Con la ricchezza del regno che si è ristretta per i costi della guerra ed i bassi prezzi del petrolio, i sauditi sono più interessati nel trovare il miglior momento per rendere la ARAMCO pubblica, per svendere porzioni della compagnia petrolifera nazionale e rinfrescare le casse del regno. Il re e la sua corte sono contenti di servire fedelmente gli USA nella loro missione globale per la direzione dei mercati dell’energia. La leadership saudita dell’OPEC nella sua lotta per le quote di mercato con i produttori USA di petrolio si è dimostrata disastrosa. Il taglio della produzione dei sauditi alla guida dell’OPEC “è stata ritenuta un fallimento dell’OPEC ed una vittoria della produzione USA”, secondo Tony Hendricks del CHS Hedging, come citato dal WSJ (21/06/17).
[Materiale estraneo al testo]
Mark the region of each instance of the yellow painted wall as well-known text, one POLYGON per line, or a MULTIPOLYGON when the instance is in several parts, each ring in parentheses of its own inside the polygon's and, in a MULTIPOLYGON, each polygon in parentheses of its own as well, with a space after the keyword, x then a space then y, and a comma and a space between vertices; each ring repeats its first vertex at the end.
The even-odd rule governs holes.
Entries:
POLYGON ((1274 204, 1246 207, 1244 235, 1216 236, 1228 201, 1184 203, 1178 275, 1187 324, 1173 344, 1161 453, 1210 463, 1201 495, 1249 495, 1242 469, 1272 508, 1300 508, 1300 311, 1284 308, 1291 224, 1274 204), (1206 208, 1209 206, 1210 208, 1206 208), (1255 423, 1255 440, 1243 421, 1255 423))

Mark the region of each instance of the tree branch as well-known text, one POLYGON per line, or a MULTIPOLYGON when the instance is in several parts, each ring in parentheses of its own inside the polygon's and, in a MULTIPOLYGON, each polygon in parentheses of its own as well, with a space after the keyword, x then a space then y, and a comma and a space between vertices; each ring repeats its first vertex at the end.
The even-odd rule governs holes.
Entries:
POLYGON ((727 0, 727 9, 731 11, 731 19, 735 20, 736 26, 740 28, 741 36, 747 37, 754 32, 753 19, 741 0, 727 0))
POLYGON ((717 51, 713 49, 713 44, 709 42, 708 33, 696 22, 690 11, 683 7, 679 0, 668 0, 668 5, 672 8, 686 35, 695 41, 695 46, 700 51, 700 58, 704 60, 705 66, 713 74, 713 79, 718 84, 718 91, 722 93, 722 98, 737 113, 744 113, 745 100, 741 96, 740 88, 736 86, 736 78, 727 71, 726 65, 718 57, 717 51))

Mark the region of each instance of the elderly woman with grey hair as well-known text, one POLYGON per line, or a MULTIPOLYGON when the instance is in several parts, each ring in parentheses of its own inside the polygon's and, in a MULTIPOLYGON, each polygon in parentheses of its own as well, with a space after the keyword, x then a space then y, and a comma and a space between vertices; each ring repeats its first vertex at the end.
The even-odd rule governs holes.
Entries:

Le ultime sanzioni statunitensi contro la Russia (15/06/17) sono chiaramente dirette ai mercati ed al gas naturale russo. Il Senato ha votato il provvedimento 98-2 per “ampliare le sanzioni sul settore dell’energia russo”, come riferito dal Wall Street Journal. Mentre il messaggio può essere andato perduto sui media mainstream, i quali si crogiolano nel neomaccartismo, e mentre lo stesso messaggio non è stato decodificato da una sinistra distratta, non è andato perduto per gli europei. Lo hanno immediatamente visto come un attacco al progetto del gasdotto North Stream 2 che dovrebbe portare il gas russo in Germania, Austria ed altre nazioni europee. E lo hanno visto per quello che era; La Germania e l’Austria immediatamente hanno sferzato con una dichiarazione congiunta: “Non possiamo accettare una minaccia di sanzioni extraterritoriali, illegali per il diritto internazionale, contro le compagnie europee che partecipano allo sviluppo delle forniture europee di energia”.

Hanno aggressivamente aggiunto: “La fornitura di energia all’Europa è affare dell’Europa, non degli Stati Uniti d’America” e “il fine odierno [di tali sanzioni] è quello di procurare lavoro per l’industria del gas e del petrolio americana…”

E così è. Il crudo riconoscimento che le azioni americane contro la Russia sono sottili e nascoste operazioni di copertura in favore degli scopi imperialisti degli USA.

Per evitare che qualcuno pretenda che l’imperialismo USA con un passo nuovo sia esclusivamente un prodotto di Trump, si dovrebbe notare come la votazione al Senato della 98-2 non è stata un’aberrazione. Scrivendo sul Washington Post (08/06/17), David Gordon e Michael O’Hanlon – due insiders solidamente connessi con Washington –  hanno indicato “diversi segni di speranza” nella politica estera di Trump. Hanno lodato la squadra della sicurezza nazionale del Presidente e il suo atteggiamento nel Medio Oriente. Sono stati in modo particolare entusiasti per la sua continua belligeranza contro la Russia.

L’incauta politica estera dell’Amministrazione Trump ancora oggi devia qualche volta dalla linea della classe dominante espressa negli editoriali del New York Times o del Washington Post. Ma ancor di più diventa incauta perché si conforma a tale linea. La guerra senza fine e l’escalation in quelle guerre senza fine non si sono scontrate con l’impazienza della classe dominante, ma appaiono piuttosto essere la nuova linea globale.

La destabilizzazione dei paesi e la promozione del settarismo appaiono essere meno conseguenze non volute e più risultati delle tattiche deliberatamente calcolate di un potere imperialista che trae beneficio dal caos.

Come nell’era classica della spericolata competizione imperialista ante I Guerra mondiale, l’imperialismo degli USA sta aggressivamente facendo avanzare la propria agenda economica contro i rivali, inclusi i recenti “alleati”. I pericoli posti da queste rivalità in intensificazione minacciano di far scoppiare conflitti più devastanti e guerre ancor più estese.